John Wrays intensive Beschäftigung mit dem Islam und den
Taliban führt dazu, dass Adens Figur nie platt fanatisch
wirkt. Sie ist eine Suchende, eine Getriebene, die in ihrem bisherigen
Leben vor allem Halt und Erfüllung vermisst hat und diese im
Islam und dem "Heiligen Krieg" zu finden hofft. Sie stellt Fragen, sie
ist trotz ihrer Selbstaufgabe nie unterwürfig und erlaubt es
so dem Leser, fasziniert ihrem Weg zu folgen. Über den Sohn
ihres Lehrers kommt sie in die ersehnten Mudschahedin-Kreise und wird
Mitglied einer Truppe, die auf dem Weg nach Kandahar und in den
"Heiligen Krieg" ist. Erst hier, gegen Ende des Romans, wird durch die
Ereignisse des
11.
September alles durcheinandergewirbelt.
Frappierend ist auch die Wirkung auf den Leser, die sich deshalb
einstellt, weil John Wray nie verurteilt oder gar eine eigene Meinung
in den Vordergrund stellt, sondern in jeder Zeile bemüht ist,
zu verstehen, und auf der Suche nach den Kern der Sache ist. Es ist
John Wrays schriftstellerischer Begabung zu verdanken, dass
"Gotteskind" nicht einmal ansatzweise in die Nähe eines
Abenteuerromans rückt, obschon Handlungsverlauf und
Hintergrund das stark vermuten lassen könnten.
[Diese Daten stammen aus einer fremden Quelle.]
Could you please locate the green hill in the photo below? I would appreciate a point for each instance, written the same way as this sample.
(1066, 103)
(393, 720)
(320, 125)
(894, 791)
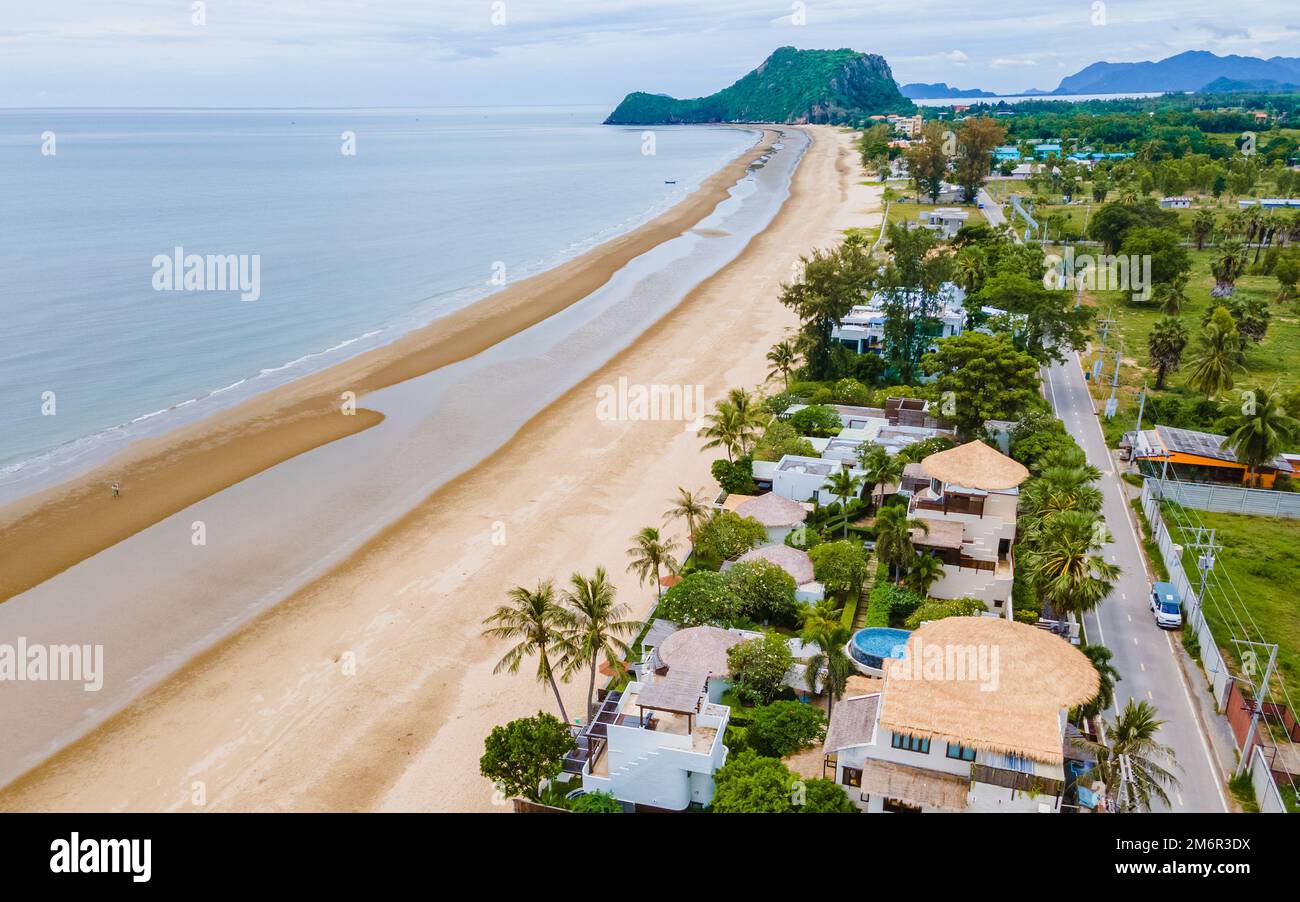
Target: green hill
(791, 87)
Besonders
interessant ist auch, dass er es schafft, trotz allem Fanatismus und
der ungeheuerlichen Härte, die das Buch besitzt, eine
teilweise unerklärliche Poetik und Schönheit zu
zeichnen. Aden ist eine derart vielschichte und starke Figur, dass man
sich am Ende darüber wundern muss, mit wieviel Sympathie man
ihr trotz aller Abscheu der Gewalt und dem allgegenwärtigen
Unrecht der Sache gegenüber begegnet. Obschon jeder von uns
unendlich viel über den Dschihad, über den Islam, die
Taliban und die Mudschahedin gelesen hat, ist man nach dem Roman um
viel Wissen, mannigfaltige Erkenntnisse und eine teilweise
veränderte Wahrnehmung reicher. John Wray schafft in diesem
unglaublichen, kongenial von Bernhard Robben übersetzten Roman
etwas, das man zuvor nicht für möglich gehalten
hätte: Er schafft es, einer eindeutig falschen,
religiös
motivierten Verirrung einen menschlichen Blickwinkel
abzugewinnen. Er schafft es, überzeugend nachfühlen
zu lassen, wie dünn die Grenze zwischen einer friedlichen,
religiösen Verinnerlichung des Korans und einer fanatischen
Gewaltbereitschaft ist. Dadurch beginnt man zu erkennen, was man bisher
nicht gesehen hat, zu ahnen, was vielleicht unter Umständen
möglich wäre und was nicht. Und das ist schlichtweg
grandios und bewundernswert.
(Roland Freisitzer; 02/2019)
John
Wray: "Gotteskind"
(Originaltitel "Godsend")
Aus
dem Englischen von Bernhard Robben.
Rowohlt, 2019. 344 Seiten.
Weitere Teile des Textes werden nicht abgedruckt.